The Taliban’s political office in Qatar did not respond to requests for comment on either case.

During the Trump administration’s push for a deal with the Taliban and now, with the Biden administration’s withdrawal plans, Khalilzad “fell into the classic mistake of wanting the deal so badly, and the other side can always smell it,” said Rep. Michael Waltz (R-Fla.), a former Green Beret, veteran of the war in Afghanistan and advocate for the Frerichs family who is briefed on the negotiations by the family’s representatives. He said Khalilzad views Frerichs’s case as “an impediment” to securing a deal with the Taliban and did not push the issue at the negotiating table.

A former U.S. official briefed on the talks between the United States and the Taliban said Waltz’s account was consistent with his knowledge of the negotiations. The former U.S. official said he had been told that for over a year Khalilzad did not bring up the Frerichs case in a serious way with the Taliban, often only mentioning it in passing.

Both current U.S. officials said those characterizations are untrue. The first official said meetings that addressed Frerichs’s case were often one-on-one and behind closed doors. “I would be surprised how anyone would know” what was discussed in those meetings, he said. He credited U.S. influence for ultimately pressuring the Taliban to “acquire” Frerichs from the Haqqani network.

The United States knew that Frerichs had been kidnapped when the withdrawal deal was signed with the Taliban in February 2020, but the first official said it was not known then who the captors were. Only months later did U.S. negotiators pressure the Taliban to locate Frerichs and take him into their custody, allowing talks to begin on how to bring him home, according to the first official.

The Taliban asked for the release of Afghan drug kingpin Bashir Noorzai, who was convicted and sentenced in U.S. federal court for drug trafficking, in exchange for Frerichs, said the second official. The proposal was considered last year but ultimately overruled by the Justice Department because of concerns about setting a precedent by releasing someone convicted of a crime for political reasons, the former U.S. official said. Nearly a year later, it is unclear whether the proposal is back on the table.

The Taliban is also demanding the removal of sanctions on key Taliban leaders and the release of thousands of prisoners.
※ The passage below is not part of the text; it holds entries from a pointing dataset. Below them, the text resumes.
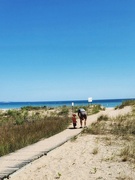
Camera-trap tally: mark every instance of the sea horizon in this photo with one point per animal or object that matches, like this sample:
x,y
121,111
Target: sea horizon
x,y
102,102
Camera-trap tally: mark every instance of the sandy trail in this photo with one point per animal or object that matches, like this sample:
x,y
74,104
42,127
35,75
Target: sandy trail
x,y
87,157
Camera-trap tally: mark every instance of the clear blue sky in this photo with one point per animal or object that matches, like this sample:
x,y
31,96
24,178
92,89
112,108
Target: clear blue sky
x,y
67,49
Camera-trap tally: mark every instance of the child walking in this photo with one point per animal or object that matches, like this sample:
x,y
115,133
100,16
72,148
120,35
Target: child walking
x,y
74,120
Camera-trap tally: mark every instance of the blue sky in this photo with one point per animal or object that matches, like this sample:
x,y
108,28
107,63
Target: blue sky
x,y
67,49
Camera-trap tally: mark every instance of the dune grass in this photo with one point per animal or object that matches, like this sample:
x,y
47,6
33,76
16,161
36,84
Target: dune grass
x,y
121,127
19,128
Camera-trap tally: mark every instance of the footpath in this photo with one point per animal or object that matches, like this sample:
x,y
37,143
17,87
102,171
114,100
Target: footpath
x,y
13,162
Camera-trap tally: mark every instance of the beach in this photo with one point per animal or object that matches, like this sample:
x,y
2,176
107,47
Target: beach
x,y
83,157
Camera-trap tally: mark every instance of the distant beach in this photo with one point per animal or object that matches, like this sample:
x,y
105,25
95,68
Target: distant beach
x,y
104,102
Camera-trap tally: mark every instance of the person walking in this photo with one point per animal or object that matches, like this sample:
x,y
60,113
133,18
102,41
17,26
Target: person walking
x,y
82,116
74,120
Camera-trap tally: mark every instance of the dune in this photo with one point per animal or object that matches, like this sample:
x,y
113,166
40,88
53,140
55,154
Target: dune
x,y
81,158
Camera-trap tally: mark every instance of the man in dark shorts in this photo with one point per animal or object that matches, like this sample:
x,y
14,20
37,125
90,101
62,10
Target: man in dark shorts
x,y
83,116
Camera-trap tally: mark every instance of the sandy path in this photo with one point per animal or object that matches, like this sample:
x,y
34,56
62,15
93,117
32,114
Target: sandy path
x,y
87,157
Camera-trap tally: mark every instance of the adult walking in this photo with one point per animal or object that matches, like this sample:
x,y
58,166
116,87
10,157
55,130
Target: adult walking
x,y
82,116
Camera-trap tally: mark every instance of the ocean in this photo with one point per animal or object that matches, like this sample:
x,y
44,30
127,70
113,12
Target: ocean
x,y
104,102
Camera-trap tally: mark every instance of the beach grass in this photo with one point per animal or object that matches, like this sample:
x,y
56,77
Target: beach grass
x,y
122,128
28,125
19,128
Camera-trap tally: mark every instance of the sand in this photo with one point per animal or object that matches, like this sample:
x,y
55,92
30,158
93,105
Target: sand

The group’s political leadership is aware that the movement needs international recognition and large amounts of aid money if it were to exert power over Afghanistan on a national level.
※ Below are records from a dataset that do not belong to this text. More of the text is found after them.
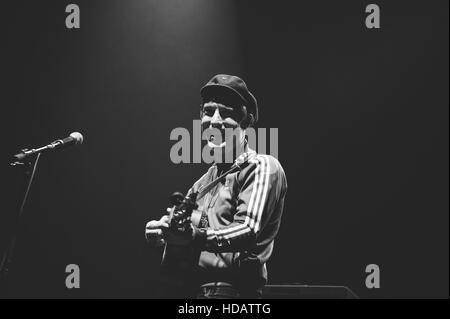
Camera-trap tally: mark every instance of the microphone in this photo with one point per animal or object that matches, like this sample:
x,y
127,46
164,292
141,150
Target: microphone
x,y
74,138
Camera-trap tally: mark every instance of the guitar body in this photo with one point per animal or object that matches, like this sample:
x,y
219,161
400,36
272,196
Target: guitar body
x,y
176,257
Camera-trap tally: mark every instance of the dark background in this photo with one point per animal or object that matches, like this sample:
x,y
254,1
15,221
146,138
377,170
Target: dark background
x,y
363,135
Other political settlements negotiated by the United States have included the return or exchange of hostages. Five Americans, including Washington Post reporter Jason Rezaian, were freed after talks that ran parallel to the 2015 nuclear negotiations with Iran. Two other hostages were not freed: Siamak Namazi, a business consultant abducted while the deal was being negotiated, and Bob Levinson, a former FBI agent who was abducted in Iran in 2007.

Namazi remains in Iranian custody, and Levinson’s family was informed he was deceased in 2020, but they are still seeking information about when and how he died.

“We have to send a very clear signal,” said Waltz, the Florida congressman. “You don’t get a deal — whether it’s the Iran deal, or in this case what the Taliban have been asking for 20 years, which is for Americans to leave — while you hold an American hostage. You don’t reward that behavior.”

Waltz also fears the complete withdrawal of U.S. forces will make it “incredibly difficult and incredibly risky” to conduct a rescue operation in Afghanistan to recover Frerichs.

But even before the complete withdrawal of U.S. forces by Sept. 11, Frerichs’s family and advocates fear for his well-being after May 1, the original withdrawal deadline negotiated by the Trump administration with the Taliban.

After Biden extended that timeline, the Taliban warned “problems will certainly be compounded and those whom failed to comply with the agreement will be held liable,” according to a tweet from Taliban spokesman Zabiullah Mujahid.

The first senior U.S. official said there is “no indication” that Frerichs’s life will be in greater danger after May 1.

“We haven’t seen anything” that would suggest that, he said, “and the Talibs haven’t threatened anything like that.”